The issue is, it's only needless to *you*. Are we to assume that standards and abilities apply across the entire user base? For others, it might be a total clusterf*ck in the old version, and the new one clears up every single issue they ever had. I gotta tell you, I tried OO.org, and it felt like I was using Win95 again. I have no idea if it was actually a bad program or not, but I absolutely couldn't use it. I have it as an emergency app on my flash drive, but I pray I never have to use it. Being OSS, I think the strength would be that we can BOTH be satisfied. I cannot see any reason that they wouldn't be able to make a redesigned UI, and then someone can find a way to make a plug-in to emulate the old UI.

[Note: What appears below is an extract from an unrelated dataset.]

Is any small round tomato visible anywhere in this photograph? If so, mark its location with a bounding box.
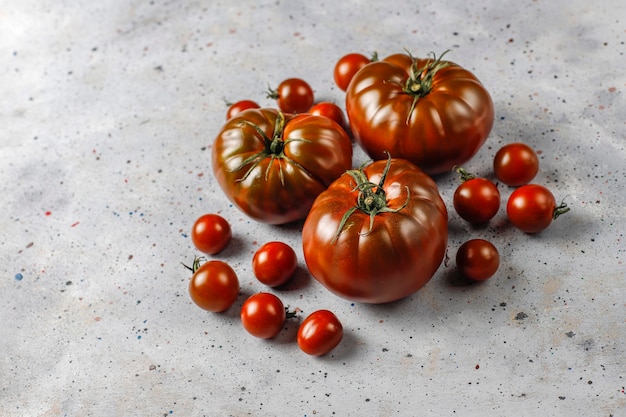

Canada: The US's more awesome sibling.
Double-click the tabs at the top of the ribbon, and the ribbon itself vanishes. Single click a tab to show it temporarily, like a menu. Double-click to get it to show permanently again.
This has existed since it was beta software called "Office 12." It's surprisingly poorly advertised; the behavior is logical but a little un-intuitive since most UIs don't do things like that, so a little user education would be smart.
There's no place I could be, since I've found Serenity...
Difficult for the Visually impaired?
This has the unfortunate implication of those who are not so great to look at. Perhaps the parent means vision-impaired.
I happen to Like Microsoft's 2008 ribbon. It got rid of the redundancy of having a toolbar and menus. It was a good idea on their part to simplify the interface in such a way. I'd hate to say it Microsoft devs once and a while do some things right.
RES PUBLICA NON DOMINETUR
Or for that matter, go to Customize, pull up "Commands Not in the Ribbon," and assign "ToggleFull" to the F11 key (the same key that is used in Firefox). Voila! No wasted screen real estate.
Breakfast served all day!
Simpsons did it
Haha... mercifully I haven't been exposed to Office 2007 so I didn't spot the joke.
-- Ed Avis ed@membled.com
You think that's bad? Try using MS Office 2007 on a eee. The bloody ribbon takes up a quarter of the freaking screen!
If you actually measure the height of menubar + default set of toolbars in Office 2003, and the height of ribbon in Office 2007, you'll see that ribbon is, in fact, slightly smaller.
The idea is NOT to give people choices.
Consistency is key to a UI. By giving a choice to switch you muddy that up. I'm STILL having to check when doing phone support if the control panel is in classic or catagory view. If MS had gone with just ONE then I would know exactly what they should be seeing. By not giving a choice they made it standard and now when I work with somebody on an office problem I know what interface to expect.
I suspect you'll be in a fairly small minority. The current UI not only looks dated (not a serious problem) but also has basic usability flaws all over it (which is). It's visually cluttered but inconsistent in where related commands appear on menus and toolbars, and there are numerous problems with interfaces for specific functionality (the styles and numbering features in Writer, formula editing in Calc, etc.).
If you follow the link to TFA and note the various priorities they describe there, I reckon they've got a pretty good handle on how a replacement UI should be designed, and if you consider how each point applies to the current UI, it's a pretty good checklist to identify the shortcomings.
If you disagree, post your argument. (-1, Overrated) isn't your personal censorship tool for views you don't like.